Open vs Closed Information
In chess, the game is open information: every piece, every move, and every outcome can be calculated if you’re skilled enough. There’s no hidden factor.
In TCGs like Riftbound, the game is closed information: you don’t know your opponent’s exact hand or draws, and probabilities are baked into every decision.
That hidden layer makes risk tolerance one of the most important skills separating good players from great ones — and in this guide, I’ll share my own rules and philosophies around it that you can apply instantly to sharpen your gameplay.
1. The General Rule
Very simple, take your high chances, avoid the low chances.
On the surface, this sounds obvious, but in practice, this is where most players slip.
Why?
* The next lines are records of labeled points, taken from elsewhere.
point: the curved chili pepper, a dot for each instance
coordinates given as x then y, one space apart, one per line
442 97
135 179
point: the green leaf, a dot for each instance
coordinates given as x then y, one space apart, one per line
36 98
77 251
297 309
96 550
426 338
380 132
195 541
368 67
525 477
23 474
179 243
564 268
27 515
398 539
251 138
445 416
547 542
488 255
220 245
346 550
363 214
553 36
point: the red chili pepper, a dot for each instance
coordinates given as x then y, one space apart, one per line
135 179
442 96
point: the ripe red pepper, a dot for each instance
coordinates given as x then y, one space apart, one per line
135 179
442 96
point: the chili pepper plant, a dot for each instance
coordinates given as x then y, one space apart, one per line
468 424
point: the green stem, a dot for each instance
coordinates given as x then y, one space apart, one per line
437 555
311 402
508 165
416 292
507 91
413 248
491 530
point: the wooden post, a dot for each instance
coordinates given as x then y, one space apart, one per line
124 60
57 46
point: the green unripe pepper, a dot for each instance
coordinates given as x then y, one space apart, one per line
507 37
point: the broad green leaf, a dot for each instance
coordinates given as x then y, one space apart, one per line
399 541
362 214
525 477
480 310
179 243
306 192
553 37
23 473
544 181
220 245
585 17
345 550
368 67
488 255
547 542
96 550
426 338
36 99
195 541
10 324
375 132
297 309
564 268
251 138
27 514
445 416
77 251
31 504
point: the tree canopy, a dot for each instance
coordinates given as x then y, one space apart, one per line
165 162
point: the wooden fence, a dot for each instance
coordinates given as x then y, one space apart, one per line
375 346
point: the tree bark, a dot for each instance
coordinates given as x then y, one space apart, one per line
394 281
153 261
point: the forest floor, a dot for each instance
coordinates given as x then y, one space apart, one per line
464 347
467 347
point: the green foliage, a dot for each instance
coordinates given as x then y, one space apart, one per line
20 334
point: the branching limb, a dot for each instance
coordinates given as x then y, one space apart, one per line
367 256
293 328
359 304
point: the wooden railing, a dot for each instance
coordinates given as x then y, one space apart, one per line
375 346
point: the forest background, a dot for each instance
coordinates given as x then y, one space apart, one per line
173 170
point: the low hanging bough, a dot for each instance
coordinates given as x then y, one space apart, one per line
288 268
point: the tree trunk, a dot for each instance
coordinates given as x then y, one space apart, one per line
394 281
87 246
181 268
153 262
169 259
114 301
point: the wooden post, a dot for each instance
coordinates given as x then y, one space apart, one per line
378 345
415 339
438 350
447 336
Because in the moment, emotion overrides math. It’s easy to:
- Chase a flashy low-odds play because it feels like it could win now.
- Avoid a 60% line because you just “lost to it last game.”
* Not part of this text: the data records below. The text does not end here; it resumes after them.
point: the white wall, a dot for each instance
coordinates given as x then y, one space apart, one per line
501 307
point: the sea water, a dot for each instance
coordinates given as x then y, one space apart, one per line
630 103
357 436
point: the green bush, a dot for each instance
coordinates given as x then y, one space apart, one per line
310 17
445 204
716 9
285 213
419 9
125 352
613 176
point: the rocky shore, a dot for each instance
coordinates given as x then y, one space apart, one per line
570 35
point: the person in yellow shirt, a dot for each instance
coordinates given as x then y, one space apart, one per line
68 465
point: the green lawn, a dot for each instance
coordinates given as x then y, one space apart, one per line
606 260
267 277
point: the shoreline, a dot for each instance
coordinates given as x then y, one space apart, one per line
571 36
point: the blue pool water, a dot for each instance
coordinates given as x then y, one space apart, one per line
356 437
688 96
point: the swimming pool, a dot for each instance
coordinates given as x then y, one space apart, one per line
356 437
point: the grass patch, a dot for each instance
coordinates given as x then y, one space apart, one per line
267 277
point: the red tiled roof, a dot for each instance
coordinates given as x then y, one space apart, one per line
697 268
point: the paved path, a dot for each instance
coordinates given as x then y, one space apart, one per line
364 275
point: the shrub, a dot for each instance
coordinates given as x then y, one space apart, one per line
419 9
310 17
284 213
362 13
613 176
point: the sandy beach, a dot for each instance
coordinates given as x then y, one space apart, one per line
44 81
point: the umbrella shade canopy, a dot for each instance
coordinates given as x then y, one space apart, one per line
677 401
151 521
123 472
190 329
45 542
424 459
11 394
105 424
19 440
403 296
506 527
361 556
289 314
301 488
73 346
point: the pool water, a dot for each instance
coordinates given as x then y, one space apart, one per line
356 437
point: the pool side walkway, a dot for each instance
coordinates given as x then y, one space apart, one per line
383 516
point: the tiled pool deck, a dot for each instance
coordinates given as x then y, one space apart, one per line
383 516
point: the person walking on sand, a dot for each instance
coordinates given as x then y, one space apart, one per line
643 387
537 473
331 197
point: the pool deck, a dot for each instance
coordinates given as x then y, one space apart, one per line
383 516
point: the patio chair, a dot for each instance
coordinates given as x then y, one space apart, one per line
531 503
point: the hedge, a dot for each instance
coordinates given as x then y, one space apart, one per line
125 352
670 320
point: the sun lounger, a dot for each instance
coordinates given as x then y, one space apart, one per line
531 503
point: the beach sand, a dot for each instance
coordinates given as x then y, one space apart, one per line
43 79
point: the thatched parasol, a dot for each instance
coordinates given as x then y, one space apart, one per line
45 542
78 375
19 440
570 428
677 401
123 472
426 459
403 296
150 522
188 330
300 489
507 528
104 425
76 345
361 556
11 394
- Forget that consistency across hundreds of games is what actually drives winrate.
If you always take the higher-percentage line, even when it doesn’t work out in the short term, the long-term results will carry you upward.
2. Knowing When to Take Low Chances
The general rule says avoid low-odds plays. But true skill shows in the moments you break that rule.
Sometimes the correct move is gambling on a 20–30% line, not because it’s “good,” but because it’s the only path that wins. Examples include:
- Facing a bad matchup where safe lines just drag you into a guaranteed loss.
- Being behind on points and your opponent is threatening 6/7 points.
- A board state where you won’t get another opportunity
This is where risk tolerance truly separates average players from great ones. The ability to recognise when a low-chance line is actually the best chance you’ll ever have is what wins otherwise unwinnable games.
A lot of this skill stems from another skill I will write a guide on; Calculation.
3. Risk Starts Before the Game
Risk tolerance doesn’t just happen on the board — it begins in how you build your deck.
The ratios you choose decide how often you’ll actually see your best cards and how many games you’ll be forced into risky lines.
- Running too few copies of key cards means you’re gambling every game on drawing them when needed.
- Running too many situational cards clogs hands and forces you into bad percentages during play.
Your ratios are your risk profile. Build to see your core cards often enough that you’re playing the game you planned, not the game luck handed you.